New Clicks offers shareholders a sustainable investment proposition. The group’s business model and market positioning continues to yield positive results and the organic growth strategy offers exciting prospects in the expanding healthcare market in South Africa. Despite the retail sector being under considerable pressure owing to the current slowdown in consumer spending, New Clicks has shown its resilience as a defensive stock.
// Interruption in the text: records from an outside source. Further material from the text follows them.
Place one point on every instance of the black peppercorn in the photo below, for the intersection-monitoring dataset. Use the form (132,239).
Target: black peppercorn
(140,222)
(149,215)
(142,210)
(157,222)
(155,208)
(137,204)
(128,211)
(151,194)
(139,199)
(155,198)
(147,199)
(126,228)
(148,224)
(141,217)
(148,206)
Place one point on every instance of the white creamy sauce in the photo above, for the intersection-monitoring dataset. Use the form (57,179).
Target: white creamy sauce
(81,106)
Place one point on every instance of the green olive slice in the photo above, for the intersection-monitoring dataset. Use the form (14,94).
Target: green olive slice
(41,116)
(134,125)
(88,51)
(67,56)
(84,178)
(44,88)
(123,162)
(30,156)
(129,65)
  • Market-leading positions in all businesses
  • Largely defensive business, with 75% of turnover being non-cyclical
  • Predominantly cash-based retailer
  • Clicks the first choice health and beauty retailer
  • UPD the only national full-range pharmaceutical wholesaler in South Africa
  • First mover advantage in corporate pharmacy
    – model proven internationally

  • Strong, well-established brands serving middle and upper income markets
  • National footprint of over 500 well-located stores
  • As a value retailer Clicks is highly price competitive
  • Largest pharmacy network in SA with over 150 in-store dispensaries
  • Over 2.5 million customers on Clicks ClubCard loyalty programme

  • Strong organic growth prospects, particularly in healthcare
  • Clicks vision is to operate a pharmacy in every store
    • scope to open pharmacies in a further 50% of stores
    • 40 – 50 pharmacies planned per year
    • 20 – 30 new stores per year
    • corporate pharmacy still only 25% of market in SA
  • Clicks private label programme offers differentiated products at higher margins
  • Group positioned to capitalise on anticipated consolidation in retail pharmacy and pharmaceutical wholesaling and distribution

  • Three-year compound growth of 32% per annum in diluted HEPS
  • ROE more than doubled over past three years
  • Culture of investing in growth of customer base, infrastructure and people
  • Cash-generative business
  • Active capital management programme enhancing earnings

This investment proposition should be considered together with the risks facing the group, as outlined in the Risk Management Report.